Wer in Deutschland als Bürger legal Feuerwaffen erwerben und besitzen will, muß hohe Hürden überwinden. Der Antragsteller auf Erwerb und Besitz muß das gesetzlich festgelegte Mindest-alter erreicht haben und er darf nicht vorbestraft oder Mitglied einer verfassungsfeindlichen oder terroristischen Vereinigung sein. Weiterhin muß er per Prüfung die Sachkunde für den Umgang mit Waffen nachweisen.

Sind diese Voraussetzungen erfüllt, muß der Interessent ein sogenanntes Bedürfnis nachweisen. Das kann ein gültiger Jahresjagdschein sein oder die nachgewiesene, regelmäßige Teilnahme am Schießsport, wobei die ausgeübten Schießsportdisziplinen vom Bundesverwaltungsamt genehmigt sein müssen. Als Bedürfnis für den Erwerb gilt auch das Bestreben, eine kulturhistorisch bedeutsame Sammlung von Waffen aus einem exakt definierten Sammelgebiet aufzubauen. Dazu muß der Antragsteller vorab per Prüfung vertiefte technische und historische Kenntnisse über die Sammelgegenstände und die dazugehörende Epoche nachweisen.

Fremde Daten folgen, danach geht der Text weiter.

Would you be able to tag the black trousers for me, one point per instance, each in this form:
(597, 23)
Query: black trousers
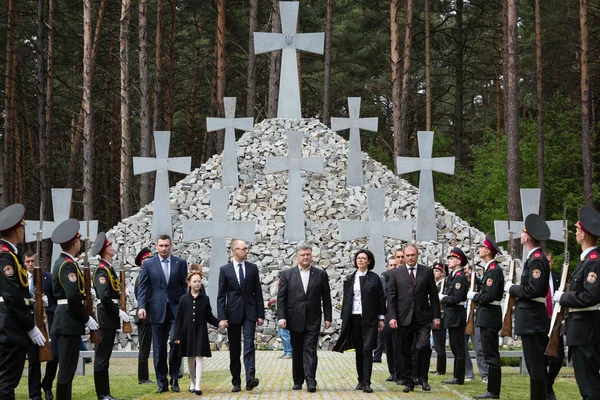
(12, 361)
(234, 333)
(364, 354)
(586, 363)
(161, 334)
(304, 356)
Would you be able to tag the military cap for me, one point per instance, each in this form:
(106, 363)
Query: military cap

Bürger, die diese Voraussetzungen erfüllen, besitzen in Deutschland Schätzungen zufolge rund zehn Millionen Waffen.

Wer als Berechtigter eine Waffe erwirbt, muß diese innerhalb weniger Wochen bei seinem Ordnungsamt anmelden, wo sie auf seine Besitzberechtigung, die sogenannte Waffenbesitzkarte eingetragen wird. Wie der Käufer eine Meldung vornehmen muß, muß auch der Verkäufer eine entsprechende Abmeldung bei seiner Behörde veranlassen.

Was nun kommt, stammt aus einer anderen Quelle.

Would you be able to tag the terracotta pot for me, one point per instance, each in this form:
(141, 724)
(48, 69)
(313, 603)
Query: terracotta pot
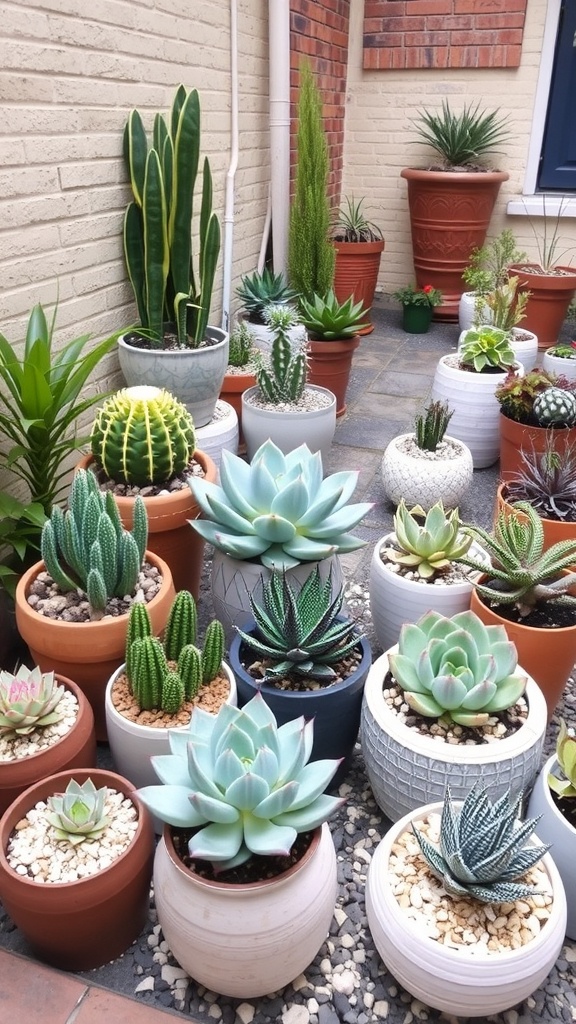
(77, 926)
(548, 655)
(76, 750)
(170, 536)
(87, 651)
(356, 271)
(450, 212)
(330, 365)
(516, 436)
(550, 295)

Die exakte Zahl der legal besessenen Waffen ist derzeit unbekannt, weil die behördliche Dokumentation bisher in 577 dezentralen Waffenbehörden bei Kommunen und Ländern erfolgt. Jede Behörde führt und archiviert die Informationen und Daten nach ihrem eigenen System, es gibt weder eine Vernetzung der Behörden untereinander noch eine einheitliche Bezeichnung der unzähligen Waffentypen und Kaliber. Diesen Zustand soll nun das nationale Waffenregister ändern, in dem bundesweit Schußwaffen, deren Erwerb und Besitz der Erlaubnis bedürfen, sowie Daten von Erwerbern, Besitzern und Überlassern dieser Schußwaffen elektronisch auswertbar zu erfassen und auf aktuellem Stand zu halten sind.

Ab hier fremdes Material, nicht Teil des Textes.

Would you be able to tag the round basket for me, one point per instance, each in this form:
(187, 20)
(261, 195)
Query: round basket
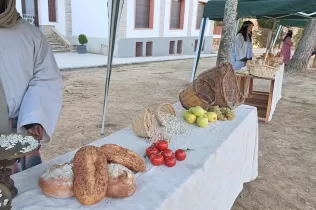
(189, 98)
(264, 71)
(162, 110)
(143, 125)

Die Einführung des elektronischen Waffenregisters ist ausschließlich eine Modernisierung des Waffenverwaltungssystems. Sie ist nicht, wie Politiker das gerne darstellen, ein Mittel zur Verbesserung der öffentlichen Sicherheit. Denn alle Statistiken und kriminologischen Untersuchungen der vergangenen Jahrzehnte zeigen, daß registrierte Waffen und deren Besitzer bei schweren Gewaltverbrechen kaum eine Rolle spielen. Und wenn doch ein Mißbrauchsfall mit einer solchen Waffe begangen wurde – und sei es das schreckliche Schulmassaker eines einzelnen –, dann handelte es sich in der Regel um eine entwendete Waffe. Oder es handelt sich um eine Beziehungstat, ein Delikttyp, der dadurch gekennzeichnet ist, daß er unabhängig vom Vorhandensein eines bestimmten Tatmittels stattfindet.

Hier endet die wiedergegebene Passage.